すると、嬉々とした表情のモデル仲間二人とは対照的に、江ノ島は何故か顔を曇らせ、首を横に振ってみせた。


「あー……ごめん。悪いけど、今日はパス」
「ええーっ!? またですかあ!?」
「そう言ってジュンコってば、こないだも飲み会断ったじゃーん! 最近付き合い悪いよアンター」
「う…っ。だからごめんってば。ここんとこあまり体調良くなくてさぁ。あは、あははは…」


そう言って江ノ島は、ばつが悪そうにぎこちない笑い声を漏らした。


「と、とにかくっ! 埋め合わせは今度絶対するから! 今日はごめん! ホントごめん! …そんじゃまたね! お疲れー!」
「え、あ、ジ、ジュンコぉ…!」


それ以上詮索されたくなかったのか江ノ島は早口でまくし立てると、足早にその場を立ち去って行ってしまった。
残された二人は、そんな江ノ島の後ろ姿を呆然と見送るより他なかった。


「……最近、元気ないですね。江ノ島先輩」
「そうだね…」
「あの…。

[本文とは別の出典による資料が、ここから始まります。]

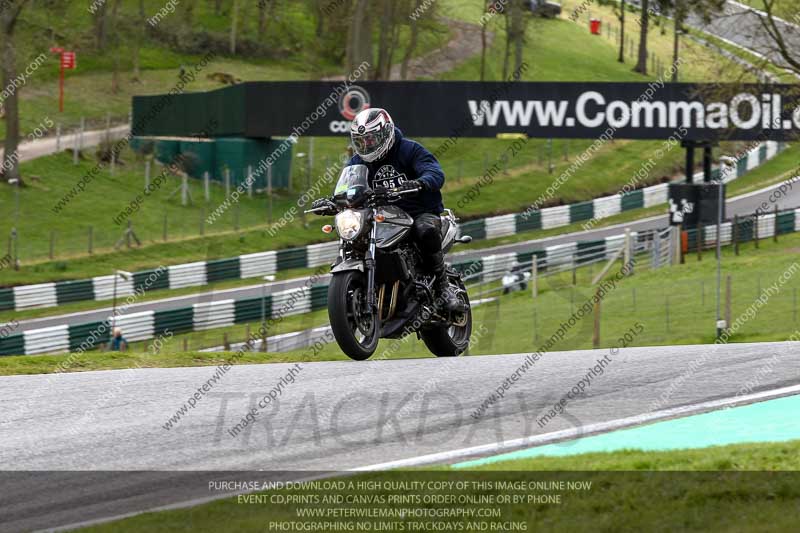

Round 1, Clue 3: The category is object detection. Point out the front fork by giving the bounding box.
[364,209,378,318]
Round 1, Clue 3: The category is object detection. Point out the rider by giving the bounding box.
[340,107,459,311]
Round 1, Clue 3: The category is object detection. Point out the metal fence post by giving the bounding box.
[753,212,758,248]
[725,274,733,328]
[772,204,778,242]
[72,127,80,165]
[144,159,151,189]
[592,298,601,349]
[267,164,272,224]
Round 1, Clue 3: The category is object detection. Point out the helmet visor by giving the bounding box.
[351,124,392,156]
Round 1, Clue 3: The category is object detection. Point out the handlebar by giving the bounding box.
[303,185,419,213]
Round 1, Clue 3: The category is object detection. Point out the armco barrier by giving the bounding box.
[0,285,328,355]
[0,141,784,311]
[0,202,800,355]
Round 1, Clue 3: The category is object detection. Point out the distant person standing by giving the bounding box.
[111,328,128,352]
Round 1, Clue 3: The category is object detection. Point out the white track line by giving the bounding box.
[354,385,800,472]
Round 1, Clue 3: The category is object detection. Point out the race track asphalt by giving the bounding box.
[0,343,800,531]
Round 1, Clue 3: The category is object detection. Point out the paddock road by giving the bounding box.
[0,343,800,531]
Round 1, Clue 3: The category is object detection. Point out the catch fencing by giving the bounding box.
[0,141,785,311]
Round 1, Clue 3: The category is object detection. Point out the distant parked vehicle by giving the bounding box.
[529,0,561,19]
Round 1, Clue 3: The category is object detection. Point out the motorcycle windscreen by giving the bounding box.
[333,165,369,206]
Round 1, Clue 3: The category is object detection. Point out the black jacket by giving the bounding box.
[348,128,444,217]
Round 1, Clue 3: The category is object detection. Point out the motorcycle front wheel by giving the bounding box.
[328,270,380,361]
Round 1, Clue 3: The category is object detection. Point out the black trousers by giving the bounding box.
[413,213,444,274]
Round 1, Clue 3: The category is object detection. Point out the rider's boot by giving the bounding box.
[431,252,461,312]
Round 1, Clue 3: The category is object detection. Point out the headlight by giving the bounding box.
[336,209,361,241]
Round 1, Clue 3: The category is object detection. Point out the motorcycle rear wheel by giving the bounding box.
[328,270,380,361]
[420,281,472,357]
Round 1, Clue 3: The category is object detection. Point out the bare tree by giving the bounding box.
[0,0,28,185]
[347,0,373,78]
[131,0,147,82]
[758,0,800,74]
[400,0,424,80]
[633,0,650,76]
[111,0,122,94]
[230,0,239,55]
[510,2,528,75]
[481,7,489,81]
[614,0,628,63]
[502,9,511,79]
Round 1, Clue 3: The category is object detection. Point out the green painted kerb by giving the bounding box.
[453,395,800,468]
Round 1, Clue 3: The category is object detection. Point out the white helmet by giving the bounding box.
[350,107,394,163]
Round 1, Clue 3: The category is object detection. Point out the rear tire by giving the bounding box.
[419,280,472,357]
[328,270,380,361]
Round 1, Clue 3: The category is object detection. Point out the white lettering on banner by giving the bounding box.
[466,91,800,131]
[328,120,350,133]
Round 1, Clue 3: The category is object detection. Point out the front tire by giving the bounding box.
[328,270,380,361]
[419,280,472,357]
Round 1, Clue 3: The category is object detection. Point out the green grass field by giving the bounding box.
[0,0,450,137]
[0,227,800,375]
[76,441,800,533]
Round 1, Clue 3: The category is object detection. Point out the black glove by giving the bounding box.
[311,198,336,215]
[395,180,425,192]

やっぱり、原因って…」
「…うん。多分ね」
「そう言えば、最近見ませんよね。数ヵ月前まではしょっちゅう事務所に挨拶に来てたのに…。あの熱血彼氏さん」
「だよね…やっぱり二人の間で何かあったのかな?」



* * *



一方、仲間からの誘いを何とかのらりくらりとかわした江ノ島は、一人控え室へと入って行った。
そしてそのまま部屋の扉へ凭れかかり、ぐったりと首を垂れる。

視線を落とし俯くその眼差しは痛々しいほどに沈んでおり、もはやその目には何も映っていないのではと思わせるほどに空ろで。
先程まであれだけ生き生きと輝いていた彼女と同一人物とは到底思えない。


「………。ふぅ……」


江ノ島は、深くため息をついた。
それは仕事仲間達には決して見せない江ノ島の陰の姿、素顔であった。